You might think this is unusual, but apparently it isn't. It turns out that the more parallel your hardware, the harder it is to predict what the performance will be. I have seen code that runs very fast until you give it a big problem to solve, in which case it runs slowly. Or, code that runs very slow until you give it a big problem to solve, in which case it runs fast.
For most of the parallel hardware available today, the memory latency is the most serious problem. DRAM latency is already a serious issue. Increasing the number of processor cores increases the effects of limited memory bandwidth and latency.
The second big problem is to do with memory latency and bandwidth too. Access by a core to its local cache is very fast, so if you give a core a problem to solve that fits in its local memory then it's very fast. If you give a core a problem to solve that doesn't fit in its local memory then it is at least an order of magnitude slower. This can be complicated because data that is streamed in and out doesn't need to be in a local cache and is less affected by latency. So, you need to understand which of your data is being streamed in and out, and which is being constantly accessed via a cache. A good example is ray-tracing: the resolution of the scene isn't affected by the cache size, but the complexity of the scene is.
The third big problem is Amdahl's Law. If you find a hot-spot that takes up 50% of your processing time, then the maximum possible speed-up you can get is 2x. So you then need to find another hot-spot that takes up a smaller percentage and parallelize that as well. As you find more and more hot-spots, you tend to find that the gain from parallelization is smaller for each new hot-spot, and that the amount of programming work required increases. You rapidly hit a law of diminishing returns.

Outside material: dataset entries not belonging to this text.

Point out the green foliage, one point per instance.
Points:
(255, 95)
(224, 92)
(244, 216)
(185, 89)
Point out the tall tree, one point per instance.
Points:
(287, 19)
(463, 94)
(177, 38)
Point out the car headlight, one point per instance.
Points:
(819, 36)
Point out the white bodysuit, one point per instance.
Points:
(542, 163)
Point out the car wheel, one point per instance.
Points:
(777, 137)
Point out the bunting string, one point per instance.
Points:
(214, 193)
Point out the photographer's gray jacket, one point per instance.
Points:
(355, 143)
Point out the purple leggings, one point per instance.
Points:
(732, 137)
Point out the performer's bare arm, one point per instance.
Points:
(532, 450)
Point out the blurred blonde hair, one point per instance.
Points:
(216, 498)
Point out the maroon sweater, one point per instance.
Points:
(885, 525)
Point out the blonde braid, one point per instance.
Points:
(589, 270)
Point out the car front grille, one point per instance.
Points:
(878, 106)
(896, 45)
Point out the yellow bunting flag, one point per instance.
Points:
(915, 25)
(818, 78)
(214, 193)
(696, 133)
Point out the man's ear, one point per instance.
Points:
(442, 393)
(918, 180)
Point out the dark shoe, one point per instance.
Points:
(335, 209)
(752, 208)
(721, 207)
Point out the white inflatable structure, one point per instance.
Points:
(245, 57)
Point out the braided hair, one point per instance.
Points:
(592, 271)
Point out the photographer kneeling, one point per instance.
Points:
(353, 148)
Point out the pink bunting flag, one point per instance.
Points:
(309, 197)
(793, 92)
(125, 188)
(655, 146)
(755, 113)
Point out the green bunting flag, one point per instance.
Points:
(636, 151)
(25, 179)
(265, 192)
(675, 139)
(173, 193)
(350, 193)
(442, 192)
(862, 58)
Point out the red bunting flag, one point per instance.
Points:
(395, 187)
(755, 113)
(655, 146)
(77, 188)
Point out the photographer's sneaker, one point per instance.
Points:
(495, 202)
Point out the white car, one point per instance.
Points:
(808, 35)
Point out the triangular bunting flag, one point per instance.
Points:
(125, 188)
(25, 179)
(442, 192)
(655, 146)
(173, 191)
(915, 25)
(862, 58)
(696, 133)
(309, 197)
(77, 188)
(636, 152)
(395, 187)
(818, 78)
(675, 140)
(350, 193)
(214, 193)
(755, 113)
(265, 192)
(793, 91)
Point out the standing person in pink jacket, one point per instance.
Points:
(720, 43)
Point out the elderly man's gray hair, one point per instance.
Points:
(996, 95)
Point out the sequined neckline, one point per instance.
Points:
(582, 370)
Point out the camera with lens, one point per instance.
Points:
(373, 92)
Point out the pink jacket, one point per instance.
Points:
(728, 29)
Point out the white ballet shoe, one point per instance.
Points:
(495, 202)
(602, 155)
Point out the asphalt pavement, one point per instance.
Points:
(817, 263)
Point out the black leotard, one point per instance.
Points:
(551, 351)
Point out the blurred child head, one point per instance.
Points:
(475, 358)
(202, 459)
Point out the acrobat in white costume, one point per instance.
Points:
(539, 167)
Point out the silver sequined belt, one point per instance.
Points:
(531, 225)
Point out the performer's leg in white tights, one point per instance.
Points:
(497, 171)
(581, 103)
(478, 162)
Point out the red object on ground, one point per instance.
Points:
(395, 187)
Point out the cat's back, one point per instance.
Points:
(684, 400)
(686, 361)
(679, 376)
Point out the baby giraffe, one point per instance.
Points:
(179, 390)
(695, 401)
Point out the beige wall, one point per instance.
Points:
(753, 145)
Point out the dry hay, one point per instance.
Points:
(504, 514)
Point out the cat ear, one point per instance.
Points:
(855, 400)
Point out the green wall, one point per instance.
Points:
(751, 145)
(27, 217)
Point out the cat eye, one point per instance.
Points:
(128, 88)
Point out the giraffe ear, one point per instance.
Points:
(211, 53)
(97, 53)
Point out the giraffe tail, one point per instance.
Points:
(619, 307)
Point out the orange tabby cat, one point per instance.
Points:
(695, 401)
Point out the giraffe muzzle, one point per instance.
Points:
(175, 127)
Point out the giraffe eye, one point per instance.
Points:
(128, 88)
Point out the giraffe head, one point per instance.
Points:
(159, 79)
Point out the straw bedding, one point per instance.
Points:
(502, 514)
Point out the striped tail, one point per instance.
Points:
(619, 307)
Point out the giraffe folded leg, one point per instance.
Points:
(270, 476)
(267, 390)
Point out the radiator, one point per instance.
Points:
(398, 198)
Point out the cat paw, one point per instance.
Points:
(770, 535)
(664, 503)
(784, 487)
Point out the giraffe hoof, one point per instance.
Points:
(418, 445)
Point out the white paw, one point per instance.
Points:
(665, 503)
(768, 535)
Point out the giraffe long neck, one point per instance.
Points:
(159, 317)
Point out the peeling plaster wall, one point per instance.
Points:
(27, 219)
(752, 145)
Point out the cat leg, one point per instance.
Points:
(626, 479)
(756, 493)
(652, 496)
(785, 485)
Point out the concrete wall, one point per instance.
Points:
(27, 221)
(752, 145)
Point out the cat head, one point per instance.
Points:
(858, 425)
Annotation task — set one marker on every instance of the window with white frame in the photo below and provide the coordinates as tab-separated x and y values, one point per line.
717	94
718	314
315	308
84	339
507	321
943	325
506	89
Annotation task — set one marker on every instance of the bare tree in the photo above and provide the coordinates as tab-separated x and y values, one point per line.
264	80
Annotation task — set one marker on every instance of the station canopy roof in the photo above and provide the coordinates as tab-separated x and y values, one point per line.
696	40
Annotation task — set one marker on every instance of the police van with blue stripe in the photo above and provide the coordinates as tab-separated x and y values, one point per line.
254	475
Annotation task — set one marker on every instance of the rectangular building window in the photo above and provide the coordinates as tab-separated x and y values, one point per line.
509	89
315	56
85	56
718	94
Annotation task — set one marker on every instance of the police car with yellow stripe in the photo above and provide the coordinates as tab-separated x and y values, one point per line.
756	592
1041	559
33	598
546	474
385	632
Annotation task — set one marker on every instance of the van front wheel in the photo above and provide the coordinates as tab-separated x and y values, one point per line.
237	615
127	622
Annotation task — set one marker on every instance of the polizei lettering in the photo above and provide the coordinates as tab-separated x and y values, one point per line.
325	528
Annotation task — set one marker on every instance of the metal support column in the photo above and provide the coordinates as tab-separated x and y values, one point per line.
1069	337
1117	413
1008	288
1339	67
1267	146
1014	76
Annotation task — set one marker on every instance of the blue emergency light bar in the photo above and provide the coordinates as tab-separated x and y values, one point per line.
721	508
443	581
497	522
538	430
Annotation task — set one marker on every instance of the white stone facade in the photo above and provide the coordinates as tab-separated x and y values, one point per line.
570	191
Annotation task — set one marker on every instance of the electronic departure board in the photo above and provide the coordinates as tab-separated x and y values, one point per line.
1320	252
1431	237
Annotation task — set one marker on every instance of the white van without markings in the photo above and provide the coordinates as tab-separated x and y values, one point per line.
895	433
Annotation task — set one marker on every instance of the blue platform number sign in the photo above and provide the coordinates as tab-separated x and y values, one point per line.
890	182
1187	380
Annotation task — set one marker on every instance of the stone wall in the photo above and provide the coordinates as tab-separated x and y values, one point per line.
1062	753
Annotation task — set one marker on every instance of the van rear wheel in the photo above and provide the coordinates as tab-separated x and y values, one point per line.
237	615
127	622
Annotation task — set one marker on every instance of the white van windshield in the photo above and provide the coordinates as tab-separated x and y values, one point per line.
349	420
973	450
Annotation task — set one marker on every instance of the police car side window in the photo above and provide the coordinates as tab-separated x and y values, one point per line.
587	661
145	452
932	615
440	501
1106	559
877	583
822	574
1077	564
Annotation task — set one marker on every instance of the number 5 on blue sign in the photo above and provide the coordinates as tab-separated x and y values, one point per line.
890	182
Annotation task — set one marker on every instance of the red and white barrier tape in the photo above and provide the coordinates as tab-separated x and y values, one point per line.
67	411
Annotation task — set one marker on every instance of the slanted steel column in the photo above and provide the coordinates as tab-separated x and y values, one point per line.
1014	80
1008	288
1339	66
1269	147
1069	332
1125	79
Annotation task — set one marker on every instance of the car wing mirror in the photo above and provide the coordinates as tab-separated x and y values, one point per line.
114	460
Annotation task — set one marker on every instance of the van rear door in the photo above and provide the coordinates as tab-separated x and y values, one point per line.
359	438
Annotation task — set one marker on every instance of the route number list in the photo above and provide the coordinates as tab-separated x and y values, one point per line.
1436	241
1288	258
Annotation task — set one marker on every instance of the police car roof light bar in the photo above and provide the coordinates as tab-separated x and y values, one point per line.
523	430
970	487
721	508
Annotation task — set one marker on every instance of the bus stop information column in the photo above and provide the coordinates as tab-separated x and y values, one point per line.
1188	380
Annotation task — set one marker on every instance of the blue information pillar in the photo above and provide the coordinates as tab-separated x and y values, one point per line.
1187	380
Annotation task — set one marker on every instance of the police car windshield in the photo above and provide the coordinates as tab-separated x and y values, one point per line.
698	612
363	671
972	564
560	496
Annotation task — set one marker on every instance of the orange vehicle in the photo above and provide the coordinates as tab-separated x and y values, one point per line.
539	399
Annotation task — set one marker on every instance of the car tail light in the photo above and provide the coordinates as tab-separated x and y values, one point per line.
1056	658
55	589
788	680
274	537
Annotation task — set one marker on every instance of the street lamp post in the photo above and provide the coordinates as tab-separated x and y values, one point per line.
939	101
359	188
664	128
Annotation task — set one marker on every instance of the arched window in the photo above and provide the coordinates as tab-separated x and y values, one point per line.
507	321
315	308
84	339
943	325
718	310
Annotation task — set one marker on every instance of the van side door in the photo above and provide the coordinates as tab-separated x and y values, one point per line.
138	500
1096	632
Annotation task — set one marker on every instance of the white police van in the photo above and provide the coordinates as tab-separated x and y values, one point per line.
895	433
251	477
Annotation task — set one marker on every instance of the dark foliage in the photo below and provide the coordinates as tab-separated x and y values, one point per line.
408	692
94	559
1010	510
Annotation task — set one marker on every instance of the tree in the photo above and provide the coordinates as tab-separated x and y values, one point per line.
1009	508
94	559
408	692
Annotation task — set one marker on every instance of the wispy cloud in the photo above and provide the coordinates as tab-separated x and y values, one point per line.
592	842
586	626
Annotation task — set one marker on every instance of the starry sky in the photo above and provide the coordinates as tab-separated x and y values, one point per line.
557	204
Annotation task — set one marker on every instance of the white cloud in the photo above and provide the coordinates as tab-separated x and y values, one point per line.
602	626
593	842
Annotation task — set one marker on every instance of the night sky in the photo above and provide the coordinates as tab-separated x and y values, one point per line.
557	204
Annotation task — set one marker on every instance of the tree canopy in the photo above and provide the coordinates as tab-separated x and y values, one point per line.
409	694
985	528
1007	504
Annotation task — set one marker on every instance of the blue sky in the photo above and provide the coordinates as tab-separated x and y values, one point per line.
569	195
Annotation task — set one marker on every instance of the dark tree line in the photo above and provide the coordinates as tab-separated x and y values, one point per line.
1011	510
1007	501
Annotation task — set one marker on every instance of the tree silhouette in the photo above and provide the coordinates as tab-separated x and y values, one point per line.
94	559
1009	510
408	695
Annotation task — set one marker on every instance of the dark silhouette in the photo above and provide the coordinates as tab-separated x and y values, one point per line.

But the really big problem facing software developers right now is the uncertainty over the future of processor architecture. Multi-threaded shared-memory processors have traditionally only ever worked up to 4 cores. Beyond 4 cores the memory bottleneck of a shared-memory model holds back the system performance. So, developers investing large amounts of time and money in parallelizing for any existing processor architecture has to consider that there investment may be very short-lived and they have to switch to a completely new programming model in a few years time.